Netanyahu cancels final inner cabinet meeting before direct talks begin
Yitzhak Molcho, aide to Benjamin Netanyahu and Israel's chief negotiator, is due to depart for the United States to discuss opening remarks at trilateral peace summit.
Prime Minister Benjamin Netanyahu on Monday canceled a scheduled meeting of the most senior cabinet ministers, meant to be the last such meeting before Netanyahu heads for Washington for the resumption of U.S-mediated peace talks with the Palestinians.
The meeting between of Netanyahu's inner cabinet, known as the 'Forum of Seven,' was scheduled to take place at 9:30 A.M., and was reportedly called off by the PM early Monday morning. The reason for the cancellation is unknown.
Netanyahu aide and Israel's chief negotiator Yitzhak Molcho was due to depart for the United States later Monday in order to hold preparatory talks ahead of Wednesday's trilateral summit between U.S. President Barack Obama, Netanyahu, and PA President Mahmoud Abbas.
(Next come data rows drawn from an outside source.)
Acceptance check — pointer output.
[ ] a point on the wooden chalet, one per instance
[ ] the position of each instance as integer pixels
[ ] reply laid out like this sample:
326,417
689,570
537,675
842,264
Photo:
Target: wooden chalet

Molcho is scheduled to meet U.S. Mideast envoy George Mitchell in order to coordinate the summit's closing remarks, as well as discuss the planned speeches by Netanyahu, U.S. Secretary of State Hillary Clinton, and the Palestinian president at the opening ceremony.
On Sunday, Netanyahu reportedly told Likud ministers that he had not made any promises to president Obama or any other American government official regarding an extension of the settlement construction freeze in the West Bank.
"We made no proposals to the Americans on extending the freeze," Netanyahu said. "We said that the future of the communities will be discussed as one of the elements of a final-status settlement, along with the other issues. We promised nothing on this issue to the Americans."
Netanyahu sharply criticized the Palestinian demand for extending Israel's 10-month construction freeze, which expires September 26.
"They are building an entire city with our encouragement and then they are fighting with us over every house in Judea and Samaria," said Netanyahu. "The hiatus of construction prior to the cabinet resolution [approving the freeze] lasted 10 months, during which we called them for talks. Now, three weeks before the end of that time, they come to the talks and say that we must continue the building freeze. This raises questions about the seriousness of the Palestinians to enter talks in good faith. They are building an entire city and they fight with us over every home."